There’s something about riding in memory of a person that struck close to home. However, Louis didn’t just ride nonstop to Australia; along the way, she taught children English, taught people how to use a laptop, and just stayed longer in places she liked. And once in Australia, she watched wild kangaroos fall asleep in her Dominar’s shadow when she stopped for a break. The tiny ones, that is, not the muscular ill-tempered ones that are usually found in Ozzy Man’s videos. And Farland’s parents were at the finish line in Australia, too, so she did complete that ride for him.
‘I ended up doing a lot of things that Alistair liked, purely by chance, like scuba diving and skydiving. I realised that when I stayed with his family. For everyone else, it was a ride. For me, it was my entire life. Looking back, I wish I’d taken longer, maybe a year or so. And it affected me a lot when I came back. It happens to all long-distance travellers; you change a lot on the road, but things back home remain the same. It took some months to get used to being back.’ Next, she wants to ride from India to Africa, but thanks to the pandemic, yet another epic ride remains indefinitely postponed. Fingers crossed for her, then.

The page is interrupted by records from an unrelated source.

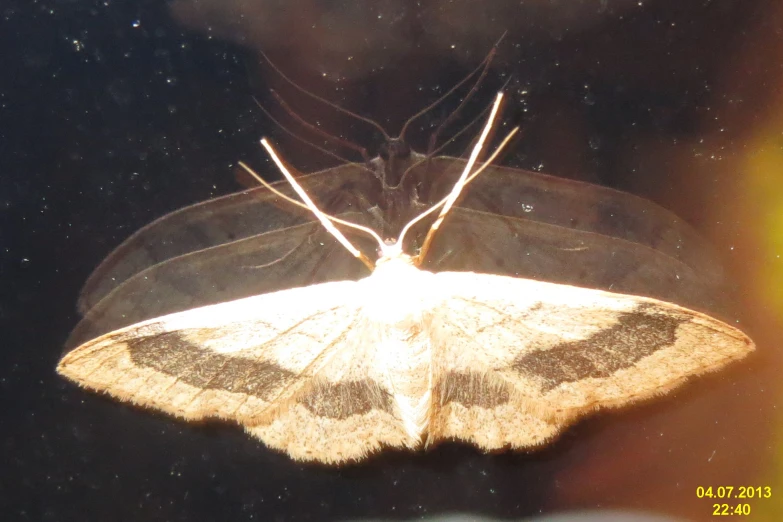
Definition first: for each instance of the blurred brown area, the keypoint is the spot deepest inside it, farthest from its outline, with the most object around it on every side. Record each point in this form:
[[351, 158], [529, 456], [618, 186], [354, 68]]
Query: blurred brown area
[[670, 100]]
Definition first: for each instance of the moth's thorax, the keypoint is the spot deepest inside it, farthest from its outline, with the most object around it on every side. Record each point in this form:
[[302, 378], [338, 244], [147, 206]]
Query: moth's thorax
[[399, 304], [396, 292]]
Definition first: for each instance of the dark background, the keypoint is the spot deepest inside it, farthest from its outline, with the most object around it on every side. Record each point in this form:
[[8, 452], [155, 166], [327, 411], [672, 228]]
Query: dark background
[[114, 113]]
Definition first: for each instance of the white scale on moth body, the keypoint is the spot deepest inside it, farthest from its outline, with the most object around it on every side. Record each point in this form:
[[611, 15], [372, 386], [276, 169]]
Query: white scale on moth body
[[405, 357]]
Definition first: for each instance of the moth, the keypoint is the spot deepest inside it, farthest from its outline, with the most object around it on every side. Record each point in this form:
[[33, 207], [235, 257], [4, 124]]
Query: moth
[[499, 329]]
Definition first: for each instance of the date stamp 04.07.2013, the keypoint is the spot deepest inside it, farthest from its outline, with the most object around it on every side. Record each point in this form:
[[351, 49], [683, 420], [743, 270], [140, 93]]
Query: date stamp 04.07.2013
[[733, 500]]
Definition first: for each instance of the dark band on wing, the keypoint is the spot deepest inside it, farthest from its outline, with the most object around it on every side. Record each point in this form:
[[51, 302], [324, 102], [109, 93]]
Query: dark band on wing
[[171, 353], [342, 399], [471, 389], [636, 335]]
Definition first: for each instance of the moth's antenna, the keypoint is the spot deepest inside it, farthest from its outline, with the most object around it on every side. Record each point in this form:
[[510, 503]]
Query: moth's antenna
[[473, 176], [324, 100], [291, 200], [483, 67], [458, 186], [317, 130], [307, 142], [315, 210]]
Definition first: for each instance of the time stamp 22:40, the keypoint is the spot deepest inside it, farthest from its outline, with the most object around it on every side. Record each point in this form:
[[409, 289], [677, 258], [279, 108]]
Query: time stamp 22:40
[[730, 493]]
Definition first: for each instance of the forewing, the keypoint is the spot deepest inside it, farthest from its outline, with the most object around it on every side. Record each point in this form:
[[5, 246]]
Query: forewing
[[515, 360], [290, 366]]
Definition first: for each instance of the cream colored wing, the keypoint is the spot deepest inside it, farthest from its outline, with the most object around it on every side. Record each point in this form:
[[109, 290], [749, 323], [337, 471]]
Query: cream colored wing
[[289, 366], [516, 361]]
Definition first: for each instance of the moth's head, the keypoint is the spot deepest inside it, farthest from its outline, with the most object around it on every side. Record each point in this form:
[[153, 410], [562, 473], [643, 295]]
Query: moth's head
[[390, 252], [394, 148], [390, 249]]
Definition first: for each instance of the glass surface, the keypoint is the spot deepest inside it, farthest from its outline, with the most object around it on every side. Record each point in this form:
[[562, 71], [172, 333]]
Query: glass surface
[[113, 115]]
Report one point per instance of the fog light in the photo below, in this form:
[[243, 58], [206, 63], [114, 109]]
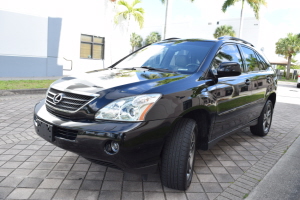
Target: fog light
[[112, 147]]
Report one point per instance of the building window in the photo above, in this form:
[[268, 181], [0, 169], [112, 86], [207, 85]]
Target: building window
[[91, 47]]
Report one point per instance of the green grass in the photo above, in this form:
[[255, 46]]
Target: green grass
[[24, 84]]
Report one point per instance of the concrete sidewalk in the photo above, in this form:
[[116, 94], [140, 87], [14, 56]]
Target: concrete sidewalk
[[283, 181]]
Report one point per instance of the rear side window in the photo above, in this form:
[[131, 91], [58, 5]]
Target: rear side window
[[251, 61], [262, 61], [228, 53]]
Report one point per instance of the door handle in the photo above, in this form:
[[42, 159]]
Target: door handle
[[247, 82]]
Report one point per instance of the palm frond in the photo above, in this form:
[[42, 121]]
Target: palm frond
[[135, 2], [123, 3], [139, 18], [228, 3], [140, 10]]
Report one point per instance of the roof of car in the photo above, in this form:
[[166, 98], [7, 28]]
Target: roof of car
[[223, 38]]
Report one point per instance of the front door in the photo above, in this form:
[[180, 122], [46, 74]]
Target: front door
[[233, 94]]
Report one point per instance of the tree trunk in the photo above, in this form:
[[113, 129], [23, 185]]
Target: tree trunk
[[166, 18], [241, 21], [288, 68]]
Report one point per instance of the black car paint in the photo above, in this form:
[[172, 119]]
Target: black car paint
[[141, 143]]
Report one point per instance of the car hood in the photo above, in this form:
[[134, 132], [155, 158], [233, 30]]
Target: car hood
[[130, 81]]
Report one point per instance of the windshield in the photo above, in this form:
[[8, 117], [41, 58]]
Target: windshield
[[183, 56]]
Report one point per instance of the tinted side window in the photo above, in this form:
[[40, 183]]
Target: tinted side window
[[228, 53], [251, 62], [263, 62]]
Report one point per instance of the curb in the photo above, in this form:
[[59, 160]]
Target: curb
[[26, 91]]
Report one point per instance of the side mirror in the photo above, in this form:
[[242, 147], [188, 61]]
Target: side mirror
[[229, 69]]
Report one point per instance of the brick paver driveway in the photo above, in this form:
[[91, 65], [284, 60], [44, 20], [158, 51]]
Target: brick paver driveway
[[31, 168]]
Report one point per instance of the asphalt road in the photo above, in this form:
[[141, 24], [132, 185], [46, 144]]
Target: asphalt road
[[283, 180]]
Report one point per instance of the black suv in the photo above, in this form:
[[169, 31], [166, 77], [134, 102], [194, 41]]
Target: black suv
[[152, 109]]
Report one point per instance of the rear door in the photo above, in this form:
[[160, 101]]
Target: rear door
[[261, 79]]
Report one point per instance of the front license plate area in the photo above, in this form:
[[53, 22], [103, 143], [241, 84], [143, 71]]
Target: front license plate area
[[45, 130]]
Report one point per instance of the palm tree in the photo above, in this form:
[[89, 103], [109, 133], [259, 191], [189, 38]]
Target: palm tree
[[152, 38], [131, 12], [224, 30], [288, 47], [166, 15], [254, 4], [135, 40]]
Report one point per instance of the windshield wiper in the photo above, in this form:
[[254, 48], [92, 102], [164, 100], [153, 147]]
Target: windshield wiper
[[158, 69]]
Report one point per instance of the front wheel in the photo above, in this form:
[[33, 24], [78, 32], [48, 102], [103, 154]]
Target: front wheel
[[178, 156], [264, 121]]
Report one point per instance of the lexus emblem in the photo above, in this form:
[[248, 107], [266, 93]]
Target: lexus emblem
[[57, 98]]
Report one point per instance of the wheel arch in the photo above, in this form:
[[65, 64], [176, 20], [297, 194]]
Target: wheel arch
[[272, 98]]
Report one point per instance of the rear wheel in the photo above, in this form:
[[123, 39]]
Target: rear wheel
[[179, 154], [264, 120]]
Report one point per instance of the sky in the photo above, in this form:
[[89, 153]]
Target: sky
[[278, 19]]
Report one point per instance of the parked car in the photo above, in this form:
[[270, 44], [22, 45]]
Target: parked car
[[152, 109]]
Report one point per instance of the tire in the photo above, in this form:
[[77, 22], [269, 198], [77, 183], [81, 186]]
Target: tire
[[178, 155], [264, 120]]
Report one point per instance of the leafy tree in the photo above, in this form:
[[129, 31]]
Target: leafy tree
[[135, 41], [254, 4], [224, 30], [288, 47], [152, 38], [131, 12]]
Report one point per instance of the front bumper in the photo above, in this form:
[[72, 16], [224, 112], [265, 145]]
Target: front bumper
[[140, 143]]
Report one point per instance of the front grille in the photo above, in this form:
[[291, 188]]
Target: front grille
[[70, 102], [68, 134], [104, 163]]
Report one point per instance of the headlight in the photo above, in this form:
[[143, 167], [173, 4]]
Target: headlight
[[132, 108]]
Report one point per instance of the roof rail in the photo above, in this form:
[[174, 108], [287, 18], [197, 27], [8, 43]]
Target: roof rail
[[226, 37], [170, 39]]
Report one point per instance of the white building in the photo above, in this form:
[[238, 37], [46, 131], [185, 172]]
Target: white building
[[41, 38], [48, 38]]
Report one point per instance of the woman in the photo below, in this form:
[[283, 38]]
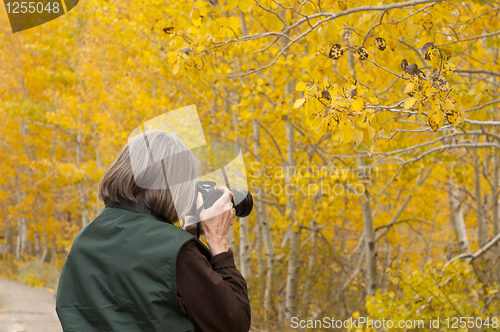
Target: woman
[[132, 269]]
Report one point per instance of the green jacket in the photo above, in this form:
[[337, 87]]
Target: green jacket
[[120, 275]]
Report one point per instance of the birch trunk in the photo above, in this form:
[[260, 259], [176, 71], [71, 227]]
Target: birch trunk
[[83, 200], [261, 214], [496, 176], [457, 218], [482, 226], [245, 256], [292, 275], [370, 244], [21, 239]]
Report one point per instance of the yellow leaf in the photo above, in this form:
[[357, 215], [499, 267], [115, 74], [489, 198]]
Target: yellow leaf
[[299, 102], [176, 68], [409, 102], [301, 86], [411, 28], [231, 4], [245, 5], [357, 104], [234, 23], [358, 137], [447, 105], [409, 88], [348, 135], [420, 108], [371, 132]]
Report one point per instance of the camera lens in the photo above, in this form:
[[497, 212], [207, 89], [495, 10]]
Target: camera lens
[[243, 202]]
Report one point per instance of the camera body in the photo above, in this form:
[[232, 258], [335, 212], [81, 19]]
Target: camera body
[[242, 200]]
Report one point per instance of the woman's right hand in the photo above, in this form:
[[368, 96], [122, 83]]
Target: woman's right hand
[[216, 220]]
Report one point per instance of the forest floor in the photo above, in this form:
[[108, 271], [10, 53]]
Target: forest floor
[[26, 308]]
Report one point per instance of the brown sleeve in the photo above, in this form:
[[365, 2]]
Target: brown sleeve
[[214, 296]]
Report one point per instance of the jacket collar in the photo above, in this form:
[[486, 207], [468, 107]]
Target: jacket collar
[[137, 206]]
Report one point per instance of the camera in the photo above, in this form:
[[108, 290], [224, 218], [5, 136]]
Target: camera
[[242, 200]]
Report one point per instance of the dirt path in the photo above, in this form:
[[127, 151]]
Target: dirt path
[[26, 308]]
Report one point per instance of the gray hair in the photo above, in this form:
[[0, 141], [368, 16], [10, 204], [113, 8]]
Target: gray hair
[[157, 168]]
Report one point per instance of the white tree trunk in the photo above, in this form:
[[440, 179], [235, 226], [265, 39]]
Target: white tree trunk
[[457, 218], [482, 225], [21, 239], [292, 275], [261, 215], [370, 244], [79, 159], [245, 255]]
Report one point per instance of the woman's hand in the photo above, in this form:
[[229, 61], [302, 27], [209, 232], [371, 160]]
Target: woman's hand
[[216, 220]]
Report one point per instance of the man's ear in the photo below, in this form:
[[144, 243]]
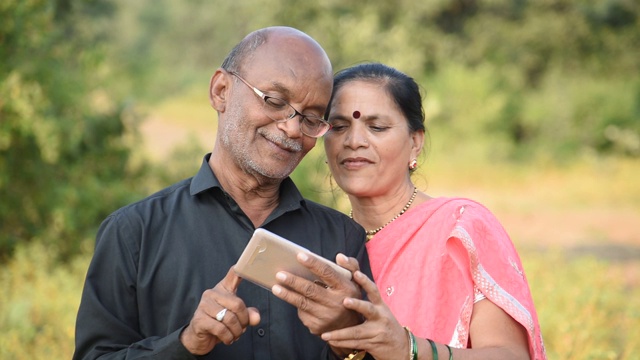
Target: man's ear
[[219, 90]]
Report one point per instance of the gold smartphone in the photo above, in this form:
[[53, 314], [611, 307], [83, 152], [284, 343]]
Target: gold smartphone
[[267, 253]]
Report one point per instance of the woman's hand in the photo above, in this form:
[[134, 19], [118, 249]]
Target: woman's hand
[[380, 335]]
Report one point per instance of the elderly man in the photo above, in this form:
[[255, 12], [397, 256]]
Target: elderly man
[[161, 283]]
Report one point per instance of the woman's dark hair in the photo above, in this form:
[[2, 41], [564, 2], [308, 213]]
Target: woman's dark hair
[[402, 88]]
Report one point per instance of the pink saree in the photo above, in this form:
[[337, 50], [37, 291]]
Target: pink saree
[[430, 263]]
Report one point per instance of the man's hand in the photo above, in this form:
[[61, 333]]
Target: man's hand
[[204, 331], [321, 308]]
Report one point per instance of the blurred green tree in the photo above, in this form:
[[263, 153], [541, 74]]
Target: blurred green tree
[[64, 138]]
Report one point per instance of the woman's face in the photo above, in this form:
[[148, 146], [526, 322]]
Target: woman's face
[[370, 145]]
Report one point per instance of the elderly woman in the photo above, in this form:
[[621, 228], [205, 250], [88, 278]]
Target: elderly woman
[[448, 280]]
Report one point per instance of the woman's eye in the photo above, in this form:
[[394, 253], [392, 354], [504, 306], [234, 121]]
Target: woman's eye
[[378, 128]]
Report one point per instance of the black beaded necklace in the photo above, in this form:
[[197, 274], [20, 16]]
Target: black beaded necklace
[[370, 233]]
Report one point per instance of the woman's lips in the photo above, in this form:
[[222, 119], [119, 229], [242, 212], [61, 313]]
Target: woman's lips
[[355, 163]]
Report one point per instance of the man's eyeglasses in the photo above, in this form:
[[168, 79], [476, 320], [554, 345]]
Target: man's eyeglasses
[[279, 110]]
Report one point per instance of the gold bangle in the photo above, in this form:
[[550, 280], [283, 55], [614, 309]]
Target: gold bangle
[[356, 355]]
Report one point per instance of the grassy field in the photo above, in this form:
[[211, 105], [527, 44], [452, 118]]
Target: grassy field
[[573, 225]]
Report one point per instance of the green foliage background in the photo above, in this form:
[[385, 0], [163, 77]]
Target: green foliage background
[[540, 83]]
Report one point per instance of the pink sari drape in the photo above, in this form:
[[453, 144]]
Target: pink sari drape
[[429, 263]]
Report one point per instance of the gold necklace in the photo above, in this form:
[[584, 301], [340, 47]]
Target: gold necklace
[[370, 233]]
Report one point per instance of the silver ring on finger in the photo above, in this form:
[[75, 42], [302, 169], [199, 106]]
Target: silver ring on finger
[[220, 315]]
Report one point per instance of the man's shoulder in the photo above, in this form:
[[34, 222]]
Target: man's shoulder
[[318, 208], [159, 199]]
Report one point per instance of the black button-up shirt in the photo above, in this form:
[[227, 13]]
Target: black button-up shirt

The effect of social media is as immediate as it is fleeting; if you can remember everything you saw on your phone yesterday and the day before, feel free to disagree with me. However, a motorcycle on a road is a very real phenomenon and is always etched in memory. That’s why it doesn’t matter who says or does what, all that matters is the ride, and Louis is a great example of it. She’s what each of us is — a rider on an unforgettable journey.